The Maldives’ economy has benefited from rapid growth in its fisheries sectors and tourism-related industries. Higher foreign exchange reserves from tourism have helped to fund increases in construction-related imports. To ensure against future boom-and-bust cycles, the economy needs greater diversification to protect it from global slowdowns. Other reforms to improve the business environment are also needed, as are reforms in public finance and stronger efforts against corruption, cronyism, and a growing drug problem.
The Maldives archipelago lies southwest of India in the Arabian Sea. The military forced democratically elected President Mohamed Nasheed to step down in 2012 after antigovernment street protests instigated by former dictator Maumoon Abdul Gayoom, who had been in power for 30 years. In 2013, Gayoom’s half-brother Abdulla Yameen was elected president. In 2015, Yameen’s government sentenced former President Nasheed to 13 years in prison based on dubious allegations of terrorism, prompting large-scale protests and cancellation of a planned state visit by India’s prime minister. Maldives has quickly become a middle-income country, driven by the rapid growth of its tourism and fisheries sectors. As calls for Western sanctions have intensified, Yameen has turned increasingly to Chinese and Saudi Arabian investment.

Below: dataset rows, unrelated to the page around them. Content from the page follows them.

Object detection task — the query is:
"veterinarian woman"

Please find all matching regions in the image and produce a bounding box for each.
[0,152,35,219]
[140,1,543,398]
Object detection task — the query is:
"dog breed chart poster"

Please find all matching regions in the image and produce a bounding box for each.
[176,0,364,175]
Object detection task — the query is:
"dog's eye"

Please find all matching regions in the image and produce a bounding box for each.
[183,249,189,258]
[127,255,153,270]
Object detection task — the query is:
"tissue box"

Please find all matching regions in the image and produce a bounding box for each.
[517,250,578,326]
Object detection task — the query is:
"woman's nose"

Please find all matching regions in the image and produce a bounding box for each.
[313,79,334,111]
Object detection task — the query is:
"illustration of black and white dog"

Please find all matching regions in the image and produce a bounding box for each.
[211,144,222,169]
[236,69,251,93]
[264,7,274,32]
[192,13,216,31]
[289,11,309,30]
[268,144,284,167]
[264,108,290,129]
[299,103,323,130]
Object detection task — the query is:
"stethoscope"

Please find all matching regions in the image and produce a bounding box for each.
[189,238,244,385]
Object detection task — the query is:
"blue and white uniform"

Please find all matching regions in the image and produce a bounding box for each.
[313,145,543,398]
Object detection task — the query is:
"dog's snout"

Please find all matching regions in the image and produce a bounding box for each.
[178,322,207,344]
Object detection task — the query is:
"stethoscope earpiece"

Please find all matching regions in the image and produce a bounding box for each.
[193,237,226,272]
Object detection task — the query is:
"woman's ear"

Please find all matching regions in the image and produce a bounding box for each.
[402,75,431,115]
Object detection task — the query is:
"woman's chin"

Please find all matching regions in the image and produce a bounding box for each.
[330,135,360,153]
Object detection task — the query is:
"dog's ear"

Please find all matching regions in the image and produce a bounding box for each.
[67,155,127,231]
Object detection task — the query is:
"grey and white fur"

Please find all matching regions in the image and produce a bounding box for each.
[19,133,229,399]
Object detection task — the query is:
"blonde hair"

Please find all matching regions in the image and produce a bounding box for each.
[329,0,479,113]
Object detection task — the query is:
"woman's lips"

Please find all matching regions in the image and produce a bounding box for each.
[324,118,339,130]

Secured interests in movable and real property are recognized and enforced, but property rights are generally weak. Most land is owned by the government and then leased to private owners or developers. Although legally independent, the judiciary is subject to influence amid numerous allegations of judicial impropriety and abuse of power. Officials frequently engage in corrupt practices with impunity.
The Maldives government levies no personal income or corporate tax. Bank profits are subject to a profits tax. The overall tax burden equals 23.9 percent of total domestic income. Over the past three years, government spending has amounted to 42.6 percent of total output (GDP), and budget deficits have averaged 9.0 percent of GDP. Public debt is equivalent to 81.5 percent of GDP.
Ongoing infrastructure construction may enhance the ease of doing business as it is completed, but the high public debt and external debt used to finance it are a fiscal risk. The large public sector is a major employer. The country is susceptible to slowdowns in the advanced economies that fund its sizable tourism sector. The government sharply reduced subsidies in 2016.
Trade is extremely important to the economy of the Maldives; the combined value of exports and imports equals 183 percent of GDP. The average applied tariff rate is 20.8 percent. Nontariff barriers impede some trade. Government openness to foreign investment is below average. Banking has expanded, but high costs and limited access to financial services contribute to sectoral shallowness.